SCARSE is designed for peptide property prediction in low-data regimes by combining protein language model embeddings with classical machine learning methods.

The workflow consists of the following steps:

  1. Input data

    • A CSV file containing peptide sequences and one or more target variables.
    • The sequence column (seq_col) should contain amino acid sequences.
    • The target column(s) (score_col) contain regression values or class labels.
  2. Sequence embedding

    • Sequences are converted into numerical representations using the ESM-2 protein language model.
  3. Model selection

    • Depending on the task:
      • Regression → Gaussian Process Regression
      • Classification → Extremely Randomized Trees
    • These models are chosen for robustness in small-sample settings.
  4. Hyperparameter optimization

    • Models are tuned using cross-validation and Optuna-based optimization.
    • The number of folds and optimization trials can be controlled by the user.
  5. Training output

    • Cross-validation performance metrics are returned.
    • A trained model environment is stored internally and reused for prediction.
  6. Prediction

    • New sequences are embedded using the same pipeline.
    • The trained model generates predictions for each target variable.

Notes and best practices

  • Call order matters
    You must run scarse.train() before calling scarse.pred(), as the trained model is stored internally.

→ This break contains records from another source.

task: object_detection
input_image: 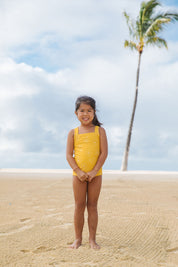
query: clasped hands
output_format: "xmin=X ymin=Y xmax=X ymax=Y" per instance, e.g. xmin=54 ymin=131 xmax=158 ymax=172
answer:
xmin=75 ymin=168 xmax=97 ymax=182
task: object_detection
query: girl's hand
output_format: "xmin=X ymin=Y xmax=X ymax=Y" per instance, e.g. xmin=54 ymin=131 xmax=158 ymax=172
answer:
xmin=75 ymin=168 xmax=88 ymax=182
xmin=87 ymin=170 xmax=98 ymax=182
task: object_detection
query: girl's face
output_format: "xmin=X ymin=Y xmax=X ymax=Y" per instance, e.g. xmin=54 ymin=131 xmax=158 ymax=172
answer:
xmin=75 ymin=103 xmax=95 ymax=126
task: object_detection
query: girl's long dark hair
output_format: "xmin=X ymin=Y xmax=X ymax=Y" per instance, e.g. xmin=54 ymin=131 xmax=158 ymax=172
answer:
xmin=75 ymin=96 xmax=102 ymax=126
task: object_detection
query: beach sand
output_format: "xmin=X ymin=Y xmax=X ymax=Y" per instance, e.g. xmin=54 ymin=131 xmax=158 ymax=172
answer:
xmin=0 ymin=173 xmax=178 ymax=267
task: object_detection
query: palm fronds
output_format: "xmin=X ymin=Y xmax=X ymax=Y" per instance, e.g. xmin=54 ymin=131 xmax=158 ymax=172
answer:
xmin=124 ymin=0 xmax=178 ymax=52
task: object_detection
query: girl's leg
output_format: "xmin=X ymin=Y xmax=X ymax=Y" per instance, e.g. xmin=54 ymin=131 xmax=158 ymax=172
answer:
xmin=87 ymin=175 xmax=102 ymax=249
xmin=71 ymin=176 xmax=87 ymax=249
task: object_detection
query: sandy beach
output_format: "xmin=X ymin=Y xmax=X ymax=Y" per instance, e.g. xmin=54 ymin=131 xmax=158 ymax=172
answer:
xmin=0 ymin=170 xmax=178 ymax=267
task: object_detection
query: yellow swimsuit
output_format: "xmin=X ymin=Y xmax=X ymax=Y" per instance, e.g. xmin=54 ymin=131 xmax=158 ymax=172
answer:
xmin=73 ymin=126 xmax=102 ymax=176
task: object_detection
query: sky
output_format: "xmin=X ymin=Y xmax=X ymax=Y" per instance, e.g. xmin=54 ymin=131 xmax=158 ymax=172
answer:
xmin=0 ymin=0 xmax=178 ymax=171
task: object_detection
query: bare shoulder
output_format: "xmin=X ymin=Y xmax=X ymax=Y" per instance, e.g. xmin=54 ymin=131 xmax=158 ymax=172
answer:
xmin=99 ymin=127 xmax=106 ymax=135
xmin=68 ymin=129 xmax=74 ymax=138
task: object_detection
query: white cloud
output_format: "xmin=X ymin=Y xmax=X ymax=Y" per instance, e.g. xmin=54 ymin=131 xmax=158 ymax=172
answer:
xmin=0 ymin=0 xmax=178 ymax=169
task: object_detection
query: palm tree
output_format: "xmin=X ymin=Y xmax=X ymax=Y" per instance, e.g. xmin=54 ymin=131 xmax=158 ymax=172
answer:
xmin=121 ymin=0 xmax=178 ymax=171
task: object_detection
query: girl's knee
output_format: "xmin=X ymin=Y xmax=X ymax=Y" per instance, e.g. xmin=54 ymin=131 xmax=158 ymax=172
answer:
xmin=87 ymin=201 xmax=97 ymax=211
xmin=75 ymin=202 xmax=86 ymax=212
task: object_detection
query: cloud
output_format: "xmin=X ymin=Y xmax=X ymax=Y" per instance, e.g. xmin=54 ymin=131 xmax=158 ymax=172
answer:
xmin=0 ymin=0 xmax=178 ymax=172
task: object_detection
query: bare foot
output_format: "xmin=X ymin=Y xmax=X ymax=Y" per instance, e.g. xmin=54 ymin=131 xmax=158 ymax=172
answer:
xmin=89 ymin=240 xmax=100 ymax=249
xmin=70 ymin=239 xmax=82 ymax=249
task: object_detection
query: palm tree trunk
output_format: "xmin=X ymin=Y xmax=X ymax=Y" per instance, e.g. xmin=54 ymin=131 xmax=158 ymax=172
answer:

  • Data quality is important

    • Ensure no missing or empty sequences
    • Use consistent formatting (standard amino acid codes(ACDEFGHIKLMNPQRSTVWY))
  • Small datasets are supported
    SCARSE have been evaluated for datasets as small as ~20 samples, but performance generally improves with more data.

Tested for Python version

  • Python version == 3.12.10

Setup

pip install scarse

Usage

For training on regression problem:

import scarse

scarse.train(data_path="../app/train.csv", 
             classification=False, 
             seq_col="sequence",
             score_col=["score"])

For training on classification problem:

import scarse

scarse.train(data_path="../app/train.csv", 
             classification=True, 
             seq_col="sequence",
             score_col=["classes"])

For predicting after model have been trained:

df_pred = scarse.pred(data_path="../app/test.csv", seq_col="sequence")

Tutorials

See the following tutorial, structured as a Python notebook:

Correlate to active learning end-point performance

Below we illustrate the relation between CV R² score and end-point active learning performance.
The y-axis display how many times better performance SCARSE guided active learning delivers compared to random sampling when looking at the accumulation of top 10% of peptides.
By comparing the CV R² score of your data to the corresponding figure below for your dataset size one can get and indication of how suitable your data is combined with SCARSE to perform active learning peptide engineering.
Note that this can only be used as a guide to evaluate regression problem performance.

Workflow Diagram

Citation

Coming soon!

Project details


Download files

Download the file for your platform. If you're not sure which to choose, learn more about installing packages.

Source Distribution

scarse-1.0.0.tar.gz (18.2 kB view details)

Uploaded Source

Built Distribution

If you're not sure about the file name format, learn more about wheel file names.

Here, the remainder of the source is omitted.